Just be careful thinking that you just can’t lose buying Bay Area real estate today. As 2007-2010 showed and 2018 showed again, prices do come down from time to time.

Please pay attention to monthly inventory numbers. They are already at 7-year highs. The higher supply goes, the stronger the downward pricing pressure. It doesn’t matter how great a property is. If the house two doors down is also trying to sell, your hope for a bidding war is gone.

Diversify Your Real Estate Holdings

If you want to invest in real estate once you own your primary residence, it’s better to invest outside of the SF Bay Area where cap rates are 3-5X higher, and valuations are 50% – 80% lower.

I truly believe investing in noncoastal city real estate through real estate crowdfunding or specialty REITS are going to be a multi-decade positive trend. Thanks to telecommuting, video chat, the internet, mobile phones, and new online tools, both companies and employees are moving to cheaper areas of the country.

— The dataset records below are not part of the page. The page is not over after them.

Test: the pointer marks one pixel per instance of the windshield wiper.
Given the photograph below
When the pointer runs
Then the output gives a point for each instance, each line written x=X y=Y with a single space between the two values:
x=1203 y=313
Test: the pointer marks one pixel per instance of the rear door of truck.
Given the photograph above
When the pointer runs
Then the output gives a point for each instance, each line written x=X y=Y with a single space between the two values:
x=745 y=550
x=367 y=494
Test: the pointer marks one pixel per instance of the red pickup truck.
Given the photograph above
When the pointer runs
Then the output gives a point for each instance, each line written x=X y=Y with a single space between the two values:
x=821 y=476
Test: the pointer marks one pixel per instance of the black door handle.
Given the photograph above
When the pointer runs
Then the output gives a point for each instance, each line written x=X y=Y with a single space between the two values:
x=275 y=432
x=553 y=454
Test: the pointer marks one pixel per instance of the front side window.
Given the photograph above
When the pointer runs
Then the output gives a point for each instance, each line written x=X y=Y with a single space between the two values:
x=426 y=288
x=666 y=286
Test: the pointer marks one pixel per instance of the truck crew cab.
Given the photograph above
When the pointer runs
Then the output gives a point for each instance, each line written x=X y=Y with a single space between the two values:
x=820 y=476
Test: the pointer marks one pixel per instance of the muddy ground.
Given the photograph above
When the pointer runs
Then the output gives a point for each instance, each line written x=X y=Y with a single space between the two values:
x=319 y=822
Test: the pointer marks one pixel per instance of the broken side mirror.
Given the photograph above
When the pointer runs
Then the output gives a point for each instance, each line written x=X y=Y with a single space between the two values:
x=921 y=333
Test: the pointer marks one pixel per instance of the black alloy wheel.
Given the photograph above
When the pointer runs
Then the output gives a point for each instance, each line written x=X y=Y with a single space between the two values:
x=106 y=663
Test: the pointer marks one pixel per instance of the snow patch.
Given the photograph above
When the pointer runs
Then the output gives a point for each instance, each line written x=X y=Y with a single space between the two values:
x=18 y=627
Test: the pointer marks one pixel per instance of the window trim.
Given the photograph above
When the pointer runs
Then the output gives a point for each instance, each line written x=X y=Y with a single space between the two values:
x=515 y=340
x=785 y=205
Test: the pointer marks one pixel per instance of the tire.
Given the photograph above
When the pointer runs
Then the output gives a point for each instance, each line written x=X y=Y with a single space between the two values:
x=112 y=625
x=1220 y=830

Take a look at my two favorite real estate crowdfunding platforms.

Fundrise: A way for accredited and non-accredited investors to diversify into real estate through private eFunds. Fundrise has been around since 2012 and has consistently generated steady returns, no matter what the stock market is doing.

CrowdStreet: A way for accredited investors to invest in individual real estate opportunities mostly in 18-hour cities. 18-hour cities are secondary cities with lower valuations, higher rental yields, and potentially higher growth due to job growth and demographic trends.

Both platforms are free to sign up and explore. 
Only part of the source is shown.